Sena Jeter Naslund swept me away in her book Ahab's Wife. I am still recommending this book to readers all the time. I was glued to Four Spirits and Abundance was excellent. When I had the opportunity to read an advance copy of Adam & Eve, I couldn't wait to begin it. Unfortunately, my anxiety from curiosity quickly faded. Reading became a challenge and continuous agitation persisted as I kept waiting for more. The story was confusing and very random, the characters were flat and colorless. I couldn't wait for the story to end, yet as an avid fan, continued to hope it would turn around. I wouldn't give up quite sure the voice of Naslund the phenomenal storyteller would emerge. It didn't.
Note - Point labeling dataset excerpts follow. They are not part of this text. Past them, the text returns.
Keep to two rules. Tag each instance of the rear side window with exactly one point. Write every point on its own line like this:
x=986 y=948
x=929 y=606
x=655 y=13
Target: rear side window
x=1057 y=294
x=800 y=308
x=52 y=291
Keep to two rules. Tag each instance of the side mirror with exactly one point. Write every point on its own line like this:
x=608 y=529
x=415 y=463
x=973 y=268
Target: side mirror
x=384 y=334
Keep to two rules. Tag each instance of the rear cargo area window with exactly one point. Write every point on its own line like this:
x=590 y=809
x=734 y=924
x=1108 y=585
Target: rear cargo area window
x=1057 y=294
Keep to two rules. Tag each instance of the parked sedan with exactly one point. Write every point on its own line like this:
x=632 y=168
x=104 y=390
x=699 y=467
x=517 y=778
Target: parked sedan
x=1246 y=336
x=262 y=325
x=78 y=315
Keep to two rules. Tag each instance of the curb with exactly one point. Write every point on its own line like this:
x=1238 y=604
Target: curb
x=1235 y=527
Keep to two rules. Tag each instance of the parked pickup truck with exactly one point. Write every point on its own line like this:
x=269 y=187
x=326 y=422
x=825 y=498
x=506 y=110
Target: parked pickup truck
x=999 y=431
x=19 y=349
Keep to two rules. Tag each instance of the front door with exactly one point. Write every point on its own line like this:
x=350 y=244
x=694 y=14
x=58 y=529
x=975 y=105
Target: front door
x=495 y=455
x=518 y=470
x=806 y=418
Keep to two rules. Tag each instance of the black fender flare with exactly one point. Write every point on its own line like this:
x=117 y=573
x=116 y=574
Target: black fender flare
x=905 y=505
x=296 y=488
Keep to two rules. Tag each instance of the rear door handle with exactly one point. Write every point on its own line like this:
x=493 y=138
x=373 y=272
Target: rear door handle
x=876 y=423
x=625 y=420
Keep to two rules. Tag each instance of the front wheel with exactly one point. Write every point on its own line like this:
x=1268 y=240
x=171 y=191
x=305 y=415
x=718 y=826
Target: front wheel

The synopsis above is published on the publishers website, but it doesn't begin to describe the actual story and randomness of the plot.Here's what just doesn't work. Lucy's husband is killed by a falling grand piano. How bizarre right? Left holding his flash drive, she carries it and his memory with her everywhere. She takes off in a plane, yes she conveniently is a pilot. She agrees to deliver a sealed French Horn case containing an ancient codex, an alternative story of creation. Her plane crashes, and she meets Adam, a nude and attractive man who lives in an Eden like habitat. He believes he is the Adam from the Bible. Who is this Adam? He believes Lucy to be Eve. They are both nude and when a pilot named Riley also crashes, Lucy makes orange clothes out of his parachute. I won't even continue this litany of weird and unusual that approximates more of Ripley's Believe It or Not than a Naslund novel. So disappointing to me after reading three fabulous novels of hers. My recommendation is to read The Book of Genesis again. This one was just a waste of time.

Disclosure: I received this book from William Morrow for review.


© [Wisteria Leigh] and [Bookworm's Dinner], [2010].